When it comes down to it, all you really need is a supply to furnish the off-hook voltage between the two modems, and a method of inducing ring voltage to one of them. You won't have a dial tone or actual dial logic, so you set the sending modem to ignore a lack of dial tone. Setting the receiving modem to answer on the first ring, then applying your ring voltage (140 VAC, 20 Hz, I think) would get it to pick up. After that, the hook voltage should allow the two modems to communicate.
If it has an option to ignore dial tone, then it probably won't need line or ring voltages either; just hook 'em together (no need to reverse polarity either), manually answer one, and away you go.
 
If it has an option to ignore dial tone, then it probably won't need line or ring voltages either; just hook 'em together (no need to reverse polarity either), manually answer one, and away you go.
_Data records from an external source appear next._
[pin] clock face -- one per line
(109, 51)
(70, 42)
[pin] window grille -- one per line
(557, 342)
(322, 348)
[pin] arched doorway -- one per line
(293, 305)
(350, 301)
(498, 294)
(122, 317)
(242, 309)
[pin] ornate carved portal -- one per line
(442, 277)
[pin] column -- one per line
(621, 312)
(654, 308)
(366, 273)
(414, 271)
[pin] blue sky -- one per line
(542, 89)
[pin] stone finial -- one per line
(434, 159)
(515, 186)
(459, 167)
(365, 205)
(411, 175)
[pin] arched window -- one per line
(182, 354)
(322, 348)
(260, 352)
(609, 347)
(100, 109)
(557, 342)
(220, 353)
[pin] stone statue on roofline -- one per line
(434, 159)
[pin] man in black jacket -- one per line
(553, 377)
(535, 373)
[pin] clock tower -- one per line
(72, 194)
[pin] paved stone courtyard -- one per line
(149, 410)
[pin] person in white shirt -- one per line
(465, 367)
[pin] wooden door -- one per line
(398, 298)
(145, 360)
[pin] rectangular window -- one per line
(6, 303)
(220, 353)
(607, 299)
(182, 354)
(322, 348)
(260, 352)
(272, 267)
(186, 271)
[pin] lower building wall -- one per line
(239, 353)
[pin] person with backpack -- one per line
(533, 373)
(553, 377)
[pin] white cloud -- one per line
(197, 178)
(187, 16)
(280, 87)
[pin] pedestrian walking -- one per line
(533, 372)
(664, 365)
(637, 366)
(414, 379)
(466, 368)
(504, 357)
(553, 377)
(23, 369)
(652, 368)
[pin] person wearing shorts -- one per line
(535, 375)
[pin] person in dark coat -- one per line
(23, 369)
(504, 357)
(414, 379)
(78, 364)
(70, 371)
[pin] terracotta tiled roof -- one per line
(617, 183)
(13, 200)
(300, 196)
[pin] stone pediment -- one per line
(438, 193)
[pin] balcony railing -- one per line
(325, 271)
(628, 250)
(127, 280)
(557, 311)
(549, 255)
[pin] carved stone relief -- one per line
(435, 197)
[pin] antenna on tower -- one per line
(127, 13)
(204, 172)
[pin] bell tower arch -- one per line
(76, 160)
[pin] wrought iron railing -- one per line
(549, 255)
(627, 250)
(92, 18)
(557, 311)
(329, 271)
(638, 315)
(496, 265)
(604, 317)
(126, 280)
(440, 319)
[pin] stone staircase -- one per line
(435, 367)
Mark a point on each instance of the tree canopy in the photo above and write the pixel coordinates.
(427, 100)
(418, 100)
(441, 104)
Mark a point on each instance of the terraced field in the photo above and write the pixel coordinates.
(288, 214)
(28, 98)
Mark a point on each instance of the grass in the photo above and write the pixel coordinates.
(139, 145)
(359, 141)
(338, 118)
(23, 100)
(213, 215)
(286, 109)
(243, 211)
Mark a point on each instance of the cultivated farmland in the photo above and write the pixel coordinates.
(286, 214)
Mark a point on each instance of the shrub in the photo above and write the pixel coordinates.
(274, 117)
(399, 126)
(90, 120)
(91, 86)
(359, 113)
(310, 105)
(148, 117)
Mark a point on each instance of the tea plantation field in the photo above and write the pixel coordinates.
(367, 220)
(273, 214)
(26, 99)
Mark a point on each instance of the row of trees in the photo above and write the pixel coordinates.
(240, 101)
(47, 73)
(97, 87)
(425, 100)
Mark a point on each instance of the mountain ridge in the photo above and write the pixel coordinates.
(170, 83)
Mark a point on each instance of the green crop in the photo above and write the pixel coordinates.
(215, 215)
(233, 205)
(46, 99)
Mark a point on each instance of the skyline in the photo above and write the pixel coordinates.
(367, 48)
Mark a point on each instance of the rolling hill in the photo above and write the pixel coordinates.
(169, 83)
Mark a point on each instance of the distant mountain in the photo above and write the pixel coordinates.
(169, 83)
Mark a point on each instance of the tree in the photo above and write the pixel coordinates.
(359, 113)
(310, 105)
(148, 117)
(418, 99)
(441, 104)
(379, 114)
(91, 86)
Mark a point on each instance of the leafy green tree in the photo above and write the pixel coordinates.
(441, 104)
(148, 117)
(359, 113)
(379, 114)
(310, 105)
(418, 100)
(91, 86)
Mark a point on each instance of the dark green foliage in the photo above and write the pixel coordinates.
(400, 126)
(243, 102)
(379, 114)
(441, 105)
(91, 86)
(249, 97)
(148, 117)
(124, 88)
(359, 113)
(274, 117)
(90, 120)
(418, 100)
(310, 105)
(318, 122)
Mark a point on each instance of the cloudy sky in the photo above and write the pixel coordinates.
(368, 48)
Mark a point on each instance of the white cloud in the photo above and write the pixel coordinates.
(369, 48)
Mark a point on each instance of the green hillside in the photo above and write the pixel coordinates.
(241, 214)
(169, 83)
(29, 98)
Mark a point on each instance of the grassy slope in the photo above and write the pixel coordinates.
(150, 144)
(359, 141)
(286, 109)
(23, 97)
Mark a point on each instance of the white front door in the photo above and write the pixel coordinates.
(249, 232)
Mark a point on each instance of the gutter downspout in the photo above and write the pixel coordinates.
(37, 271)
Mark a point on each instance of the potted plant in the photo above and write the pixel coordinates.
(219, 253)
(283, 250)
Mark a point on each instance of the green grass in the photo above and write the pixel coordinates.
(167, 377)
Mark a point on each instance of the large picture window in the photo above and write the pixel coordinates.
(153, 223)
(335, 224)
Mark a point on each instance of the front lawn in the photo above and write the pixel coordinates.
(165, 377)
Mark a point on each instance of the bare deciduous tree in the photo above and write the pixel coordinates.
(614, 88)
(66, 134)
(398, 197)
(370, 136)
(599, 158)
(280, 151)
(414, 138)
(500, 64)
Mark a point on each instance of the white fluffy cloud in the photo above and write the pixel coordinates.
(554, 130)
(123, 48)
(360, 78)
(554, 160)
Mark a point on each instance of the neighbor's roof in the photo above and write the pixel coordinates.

I've never seen one that needed the line voltage. I also doubt the polarity makes any
difference either. Like you say, it is just a matter of if it has the commands to ignore
dial tone and to pick up without ring.
Dwight
 
I've never seen one that needed the line voltage. I also doubt the polarity makes any difference either. Like you say, it is just a matter of if it has the commands to ignore dial tone and to pick up without ring.
Dwight
That makes sense to me. Like I mentioned above, you can certainly connect two terminals back to back - I've done it.
 
That makes sense to me. Like I mentioned above, you can certainly connect two terminals back to back - I've done it.
Sounds like you're talking about direct connect; not quite the same thing, digital vs. analog, different cable, handshaking, etc.
But that's how I'd do it as long as there are serial ports on all the systems; BTW, most home computers are electrically equivalent to terminals.